We walk past her statue, work in her hospital, and invoke her name often. But how many of us know who Kasturba really was before she became Gandhi’s Ba?
Ask anyone in Sevagram today, and chances are—not one person might recall who she is. Or who she was.
Until you pause and whisper her name. Kasturba. Kasturba Gandhi. Kasturba Hospital.
Yes—Kasturba was born Kastur, daughter of Vrajkunwer and Gokuldas Kapadiya. Born into comfort and privilege, she was a fair, bright child—six months older than Mohandas Karamchand Gandhi, who would become her husband when she was just fourteen.
Her name, Kastur, comes from musk—that mysterious, alluring scent drawn from the navel of the male musk deer.
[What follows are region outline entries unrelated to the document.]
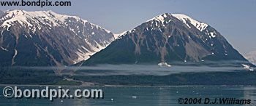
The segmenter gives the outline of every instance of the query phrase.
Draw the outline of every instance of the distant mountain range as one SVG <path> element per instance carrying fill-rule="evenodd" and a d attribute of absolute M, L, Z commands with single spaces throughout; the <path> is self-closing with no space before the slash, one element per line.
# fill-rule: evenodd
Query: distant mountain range
<path fill-rule="evenodd" d="M 166 13 L 127 31 L 80 63 L 223 65 L 220 61 L 237 66 L 252 65 L 209 25 L 184 15 Z"/>
<path fill-rule="evenodd" d="M 214 28 L 181 14 L 157 16 L 120 35 L 52 11 L 1 11 L 0 25 L 0 66 L 252 65 Z"/>
<path fill-rule="evenodd" d="M 245 57 L 252 64 L 256 65 L 256 51 L 252 51 L 247 53 L 245 54 Z"/>
<path fill-rule="evenodd" d="M 0 17 L 0 66 L 70 65 L 115 40 L 100 26 L 52 11 L 10 10 Z"/>

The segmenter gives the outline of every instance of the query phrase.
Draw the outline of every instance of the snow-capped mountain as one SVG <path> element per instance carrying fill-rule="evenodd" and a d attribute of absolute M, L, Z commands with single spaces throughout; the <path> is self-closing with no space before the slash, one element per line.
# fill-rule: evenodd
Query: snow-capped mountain
<path fill-rule="evenodd" d="M 4 15 L 4 12 L 0 10 L 0 18 Z"/>
<path fill-rule="evenodd" d="M 1 65 L 69 65 L 115 39 L 102 27 L 52 11 L 10 10 L 1 15 Z"/>
<path fill-rule="evenodd" d="M 249 62 L 256 65 L 256 51 L 252 51 L 246 54 L 245 54 L 245 58 L 246 58 Z"/>
<path fill-rule="evenodd" d="M 206 61 L 248 62 L 209 25 L 185 15 L 166 13 L 127 31 L 82 64 Z"/>

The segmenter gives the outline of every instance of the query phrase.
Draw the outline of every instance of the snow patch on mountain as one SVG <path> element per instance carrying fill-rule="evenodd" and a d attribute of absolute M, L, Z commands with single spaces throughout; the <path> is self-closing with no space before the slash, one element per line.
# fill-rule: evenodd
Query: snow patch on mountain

A fragrance rare, deep, and enduring.
How fitting, then, that a hospital carrying her name would one day spread its own fragrance—of healing, compassion, and service.
What began in the 1940s as a small hospital in Sevagram, serving the poor and the sick, grew—within twenty-five years—into MGIMS, a teaching institution that drew young minds from across the country. Here, they learned medicine not merely from books, but from patients, from simplicity, from empathy.
And true to its name, Kasturba Hospital filled the Sevagram air with its own scent—of care that healed, of knowledge that inspired, of ideals that endured. The fragrance travelled far, through the thousands of doctors it nurtured—each carrying a bit of Sevagram’s soul wherever they went.
Kasturba died in Yerwada Jail in 1944, of pneumonia—denied penicillin that might have saved her life. Yet, if she could see Sevagram today, she might smile to know that the hospital named after her lives, breathes, and heals. That it took root, blossomed, bore fruit—and still carries her fragrance.
How many of us, I wonder, ever paused to think that Kasturba was once Kastur Kapadiya?
That the story of Sevagram’s hospital began not just with Gandhi, but with her name—and her fragrance.